After Modise failed to appear in court on June 21, a warrant for her arrest was issued, SABC News reported.
Parliament, however, denied the claims, saying there was an agreement between the parties to postpone the matter because Modise could not attend because she had been chairing President Cyril Ramaphosa's State of The Nation Address on June 20, News24 previously reported.
"It's a malicious distortion. The hearing was postponed by agreement of all parties and the court," Parliament spokesperson Moloto Mothapo told News24.
Modise is being prosecuted privately by AfriForum. Advocate Gerrie Nel heads the organisation's private prosecution unit.
Nel is acting on behalf of the National Society for the Prevention of Cruelty to Animals (NSPCA) in the case.
"The fact that the NPA (National Prosecuting Authority) decided not to prosecute Thandi Modise even though there was a strong case against her, is a serious breach of the principle of equality before the law.

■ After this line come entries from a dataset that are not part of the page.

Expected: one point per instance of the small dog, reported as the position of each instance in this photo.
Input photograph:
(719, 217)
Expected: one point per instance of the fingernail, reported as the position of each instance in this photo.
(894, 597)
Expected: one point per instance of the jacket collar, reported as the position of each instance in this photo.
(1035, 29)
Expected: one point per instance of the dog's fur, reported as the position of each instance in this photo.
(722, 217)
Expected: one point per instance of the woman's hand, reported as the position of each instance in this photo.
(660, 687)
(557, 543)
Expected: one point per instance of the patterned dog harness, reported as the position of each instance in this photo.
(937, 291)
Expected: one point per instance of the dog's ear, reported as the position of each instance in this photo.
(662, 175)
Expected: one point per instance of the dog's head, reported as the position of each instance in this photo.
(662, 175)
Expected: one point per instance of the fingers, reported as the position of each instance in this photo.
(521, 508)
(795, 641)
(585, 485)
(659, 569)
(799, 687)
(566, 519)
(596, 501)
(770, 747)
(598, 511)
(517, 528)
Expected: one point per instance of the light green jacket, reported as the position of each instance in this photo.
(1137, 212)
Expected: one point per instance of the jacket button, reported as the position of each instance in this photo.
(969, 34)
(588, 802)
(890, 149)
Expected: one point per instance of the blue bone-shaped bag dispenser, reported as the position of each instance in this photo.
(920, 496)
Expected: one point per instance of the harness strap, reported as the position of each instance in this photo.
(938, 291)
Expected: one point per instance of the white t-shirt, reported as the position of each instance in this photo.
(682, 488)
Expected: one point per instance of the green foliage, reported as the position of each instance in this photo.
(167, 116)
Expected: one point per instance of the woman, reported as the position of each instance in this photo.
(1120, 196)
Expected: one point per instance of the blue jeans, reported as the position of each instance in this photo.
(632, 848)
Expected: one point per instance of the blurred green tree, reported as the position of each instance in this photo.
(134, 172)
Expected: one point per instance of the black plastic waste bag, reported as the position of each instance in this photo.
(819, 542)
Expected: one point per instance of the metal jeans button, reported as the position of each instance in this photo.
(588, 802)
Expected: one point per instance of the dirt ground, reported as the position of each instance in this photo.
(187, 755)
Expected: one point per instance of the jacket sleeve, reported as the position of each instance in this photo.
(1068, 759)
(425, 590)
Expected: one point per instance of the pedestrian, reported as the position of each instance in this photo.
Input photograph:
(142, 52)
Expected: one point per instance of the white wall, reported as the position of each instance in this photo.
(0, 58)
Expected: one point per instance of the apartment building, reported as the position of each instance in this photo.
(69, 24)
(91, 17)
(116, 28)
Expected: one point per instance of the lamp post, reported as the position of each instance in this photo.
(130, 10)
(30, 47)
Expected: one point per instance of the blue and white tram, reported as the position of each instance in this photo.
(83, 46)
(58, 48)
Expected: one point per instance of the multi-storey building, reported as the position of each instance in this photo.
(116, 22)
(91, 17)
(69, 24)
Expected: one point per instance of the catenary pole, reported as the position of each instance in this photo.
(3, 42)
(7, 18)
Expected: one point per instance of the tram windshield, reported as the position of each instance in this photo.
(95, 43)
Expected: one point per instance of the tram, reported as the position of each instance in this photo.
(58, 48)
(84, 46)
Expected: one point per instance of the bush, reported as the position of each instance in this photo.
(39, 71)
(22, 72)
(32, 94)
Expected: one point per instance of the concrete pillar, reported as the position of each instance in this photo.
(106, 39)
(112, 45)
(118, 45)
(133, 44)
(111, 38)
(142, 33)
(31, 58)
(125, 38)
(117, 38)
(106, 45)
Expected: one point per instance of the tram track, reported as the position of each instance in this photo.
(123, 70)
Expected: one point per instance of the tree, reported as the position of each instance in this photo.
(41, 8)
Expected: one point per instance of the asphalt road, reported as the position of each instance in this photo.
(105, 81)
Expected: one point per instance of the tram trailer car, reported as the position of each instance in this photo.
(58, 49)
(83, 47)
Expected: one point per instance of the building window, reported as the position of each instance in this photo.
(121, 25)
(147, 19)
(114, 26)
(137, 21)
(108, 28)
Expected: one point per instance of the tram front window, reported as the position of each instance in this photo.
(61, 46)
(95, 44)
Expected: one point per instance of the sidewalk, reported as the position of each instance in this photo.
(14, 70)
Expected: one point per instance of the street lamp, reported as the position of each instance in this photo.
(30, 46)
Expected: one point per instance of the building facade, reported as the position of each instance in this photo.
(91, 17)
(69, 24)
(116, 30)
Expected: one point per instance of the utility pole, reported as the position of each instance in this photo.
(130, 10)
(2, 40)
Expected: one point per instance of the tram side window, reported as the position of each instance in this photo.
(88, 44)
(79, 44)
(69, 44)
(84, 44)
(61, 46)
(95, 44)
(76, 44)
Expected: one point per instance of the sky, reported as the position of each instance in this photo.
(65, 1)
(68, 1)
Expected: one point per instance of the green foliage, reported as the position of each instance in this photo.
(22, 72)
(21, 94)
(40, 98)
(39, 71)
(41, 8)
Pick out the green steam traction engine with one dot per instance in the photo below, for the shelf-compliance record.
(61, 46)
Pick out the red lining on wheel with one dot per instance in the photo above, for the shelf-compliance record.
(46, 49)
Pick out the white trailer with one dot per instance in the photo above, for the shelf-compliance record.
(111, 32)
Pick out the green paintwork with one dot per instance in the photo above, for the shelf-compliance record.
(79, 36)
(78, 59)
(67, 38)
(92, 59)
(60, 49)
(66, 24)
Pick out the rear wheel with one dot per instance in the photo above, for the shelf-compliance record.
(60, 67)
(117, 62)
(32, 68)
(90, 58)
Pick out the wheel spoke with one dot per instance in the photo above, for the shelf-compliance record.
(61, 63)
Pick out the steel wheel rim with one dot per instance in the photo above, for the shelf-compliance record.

Modise cannot be treated differently than other citizens by the NPA simply because she occupies an important political position.
"AfriForum's private prosecution unit was particularly established to intervene in cases such as this of Modise, where the NPA is failing in its duty, seemingly due to political reasons, to prosecute privately to help ensure justice," Kriel said.
AfriForum has also announced that it intends to privately prosecute another person on behalf of the NSPCA.
"This entails the private prosecution of Leon Thom, owner of Malati Dairy in Gravelotte, Limpopo. Despite various warnings and attempts by the NSPCA to put a stop to the alleged unnecessary confinement and chaining of Thom's dairy calves, the confinement and chaining continued.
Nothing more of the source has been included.